PR-Set7 depletion delays K20 mono- and dimethylation but does not affect cell cycle progression. (A) HeLa cells were treated with siRNA targeting PR-Set7 (right MS) or firefly luciferase as a control (left MS) for 4 days prior to initiation of cell synchronization. Mass spectra of H4 prepared at 4 (mid-S), 8 (S/G₂), 10.5 (M/G₁), and 15 (G₁) h following release from the second thymidine block are shown after normalization to the most abundant component. All methylations (m) were localized to K20. (*) The major species present in this isotopic cluster is 1Ac, 0m; however, the 0Ac, 3m form (i.e., 3mK20-H4) is also present in minor amounts. (B) Relative abundances of the 0m, 1m and 2mK20 forms within the pool of unacetylated H4 in control and PR-Set7-depleted cells. (C) Immunoblot analysis confirms that Pr-Set7 expression is markedly reduced in siRNA-treated cells relative to the control. Tubulin levels were monitored to ensure equivalent loading.
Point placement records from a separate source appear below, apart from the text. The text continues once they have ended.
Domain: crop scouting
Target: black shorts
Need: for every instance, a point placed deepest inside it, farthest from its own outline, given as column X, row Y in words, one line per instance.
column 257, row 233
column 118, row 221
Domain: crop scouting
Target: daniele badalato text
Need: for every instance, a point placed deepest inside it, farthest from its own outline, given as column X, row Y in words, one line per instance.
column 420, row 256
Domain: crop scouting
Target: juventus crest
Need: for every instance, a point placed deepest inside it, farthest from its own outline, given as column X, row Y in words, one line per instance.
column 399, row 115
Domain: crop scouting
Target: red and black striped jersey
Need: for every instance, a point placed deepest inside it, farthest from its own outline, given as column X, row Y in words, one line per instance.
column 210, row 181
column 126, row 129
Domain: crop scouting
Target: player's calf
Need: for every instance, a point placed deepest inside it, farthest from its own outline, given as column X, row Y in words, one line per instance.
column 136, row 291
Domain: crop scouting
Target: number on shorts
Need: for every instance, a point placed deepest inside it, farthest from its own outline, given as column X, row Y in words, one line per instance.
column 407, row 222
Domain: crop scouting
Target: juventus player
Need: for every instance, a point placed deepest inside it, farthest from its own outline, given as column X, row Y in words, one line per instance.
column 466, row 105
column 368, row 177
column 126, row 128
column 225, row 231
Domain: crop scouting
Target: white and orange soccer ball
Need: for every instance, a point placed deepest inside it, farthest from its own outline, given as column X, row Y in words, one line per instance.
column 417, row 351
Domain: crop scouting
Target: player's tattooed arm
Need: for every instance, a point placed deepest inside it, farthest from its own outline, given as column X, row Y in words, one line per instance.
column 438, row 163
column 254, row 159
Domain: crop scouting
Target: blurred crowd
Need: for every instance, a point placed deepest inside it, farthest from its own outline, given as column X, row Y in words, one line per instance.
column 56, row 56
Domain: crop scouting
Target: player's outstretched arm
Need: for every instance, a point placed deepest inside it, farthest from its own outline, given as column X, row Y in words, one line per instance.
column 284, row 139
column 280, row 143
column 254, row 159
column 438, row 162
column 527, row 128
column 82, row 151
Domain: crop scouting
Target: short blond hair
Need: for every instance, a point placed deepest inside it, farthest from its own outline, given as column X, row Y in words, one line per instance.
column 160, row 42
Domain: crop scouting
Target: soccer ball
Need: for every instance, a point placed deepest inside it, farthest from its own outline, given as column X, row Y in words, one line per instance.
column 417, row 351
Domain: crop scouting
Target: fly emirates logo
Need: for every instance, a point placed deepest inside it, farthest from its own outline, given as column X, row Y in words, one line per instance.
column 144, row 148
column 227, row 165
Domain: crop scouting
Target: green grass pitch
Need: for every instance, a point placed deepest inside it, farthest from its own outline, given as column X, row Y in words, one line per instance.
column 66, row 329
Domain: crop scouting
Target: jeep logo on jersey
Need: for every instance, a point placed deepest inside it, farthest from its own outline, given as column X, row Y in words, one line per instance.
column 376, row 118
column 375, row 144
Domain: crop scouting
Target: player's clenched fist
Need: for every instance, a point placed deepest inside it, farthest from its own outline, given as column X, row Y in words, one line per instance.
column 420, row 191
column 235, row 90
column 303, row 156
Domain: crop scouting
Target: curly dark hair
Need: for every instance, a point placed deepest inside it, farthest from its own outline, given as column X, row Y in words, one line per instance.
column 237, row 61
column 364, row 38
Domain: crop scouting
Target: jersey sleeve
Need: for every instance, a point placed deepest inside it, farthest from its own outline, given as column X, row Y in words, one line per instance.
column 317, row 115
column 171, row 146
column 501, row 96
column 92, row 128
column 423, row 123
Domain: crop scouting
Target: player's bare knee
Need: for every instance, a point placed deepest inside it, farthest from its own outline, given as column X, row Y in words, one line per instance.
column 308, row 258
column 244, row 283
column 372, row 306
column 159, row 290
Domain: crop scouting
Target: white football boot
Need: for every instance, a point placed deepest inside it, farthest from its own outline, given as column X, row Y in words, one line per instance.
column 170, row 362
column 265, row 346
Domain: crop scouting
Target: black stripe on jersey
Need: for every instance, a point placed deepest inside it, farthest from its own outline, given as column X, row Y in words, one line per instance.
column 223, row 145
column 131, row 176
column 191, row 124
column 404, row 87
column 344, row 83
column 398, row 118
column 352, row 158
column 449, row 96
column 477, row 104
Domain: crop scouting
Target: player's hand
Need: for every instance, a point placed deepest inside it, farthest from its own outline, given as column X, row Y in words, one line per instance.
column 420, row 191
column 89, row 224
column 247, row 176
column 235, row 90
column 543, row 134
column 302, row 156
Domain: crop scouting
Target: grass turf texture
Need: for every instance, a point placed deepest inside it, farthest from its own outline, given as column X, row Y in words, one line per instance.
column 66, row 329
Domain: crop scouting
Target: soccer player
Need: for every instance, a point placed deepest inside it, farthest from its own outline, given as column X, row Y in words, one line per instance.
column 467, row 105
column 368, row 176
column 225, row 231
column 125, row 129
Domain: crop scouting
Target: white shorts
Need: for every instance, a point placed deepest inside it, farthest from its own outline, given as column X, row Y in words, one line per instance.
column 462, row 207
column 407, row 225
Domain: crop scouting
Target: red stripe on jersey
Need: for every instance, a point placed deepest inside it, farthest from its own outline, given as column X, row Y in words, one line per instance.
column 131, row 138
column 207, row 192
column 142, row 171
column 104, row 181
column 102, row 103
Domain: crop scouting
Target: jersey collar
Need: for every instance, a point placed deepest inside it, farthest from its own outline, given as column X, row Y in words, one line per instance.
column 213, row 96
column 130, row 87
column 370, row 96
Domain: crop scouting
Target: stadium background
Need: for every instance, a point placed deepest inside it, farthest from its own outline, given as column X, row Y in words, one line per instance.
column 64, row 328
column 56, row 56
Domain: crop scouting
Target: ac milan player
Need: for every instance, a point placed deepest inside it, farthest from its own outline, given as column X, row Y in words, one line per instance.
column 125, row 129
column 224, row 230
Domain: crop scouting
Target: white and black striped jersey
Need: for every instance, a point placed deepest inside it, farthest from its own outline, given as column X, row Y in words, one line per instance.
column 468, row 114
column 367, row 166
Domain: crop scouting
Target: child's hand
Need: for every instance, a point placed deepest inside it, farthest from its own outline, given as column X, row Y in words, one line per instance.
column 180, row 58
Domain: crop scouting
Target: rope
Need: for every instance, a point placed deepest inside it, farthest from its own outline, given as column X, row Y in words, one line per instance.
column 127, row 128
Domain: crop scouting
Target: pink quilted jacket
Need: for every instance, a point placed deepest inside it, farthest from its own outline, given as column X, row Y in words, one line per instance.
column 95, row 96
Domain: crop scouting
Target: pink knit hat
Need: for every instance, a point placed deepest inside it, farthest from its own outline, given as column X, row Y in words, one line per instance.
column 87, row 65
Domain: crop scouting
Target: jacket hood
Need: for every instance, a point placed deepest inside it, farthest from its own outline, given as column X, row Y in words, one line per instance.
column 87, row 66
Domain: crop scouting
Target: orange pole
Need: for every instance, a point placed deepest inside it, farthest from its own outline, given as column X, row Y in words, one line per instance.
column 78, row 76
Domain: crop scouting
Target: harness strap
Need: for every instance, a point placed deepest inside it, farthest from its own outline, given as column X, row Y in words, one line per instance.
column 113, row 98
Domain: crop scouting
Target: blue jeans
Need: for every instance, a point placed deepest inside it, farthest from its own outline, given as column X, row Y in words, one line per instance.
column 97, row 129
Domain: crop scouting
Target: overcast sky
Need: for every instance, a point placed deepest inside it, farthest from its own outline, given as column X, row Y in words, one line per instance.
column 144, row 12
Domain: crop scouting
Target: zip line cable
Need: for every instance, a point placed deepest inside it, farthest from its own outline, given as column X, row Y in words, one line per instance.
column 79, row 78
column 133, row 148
The level of PR-Set7 remaining in PR-Set7-depleted cells relative to the control cells determined by densitometry of the film for each time point is shown below the corresponding lanes. RNAi, RNA interference.

FIG. 8.

K20 methylation is not impaired by mitotic arrest following colchicine treatment. (A) Cells were synchronized by the double-thymidine block procedure and then released into medium with or without 1 μM colchicine. Flow cytometry revealed that the control synchrony cycled through all phases while the colchicine samples were arrested in M phase. (B) The relative abundance of unacetylated molecules with un-, mono-, or dimethyl K20 throughout the cell cycle in the control (black) and colchicine-treated (gray) samples is shown. (C) The relative abundance of monoacetylated molecules with un-, mono-, or dimethyl K20 throughout the cell cycle for the control (black) and colchicine-treated (gray) samples is shown. Since only intact abundances were used to calculate ratios, the +84 species may contain some 3mK20. However, this population is minor compared to the monoacetyl population (40) (Fig. 1).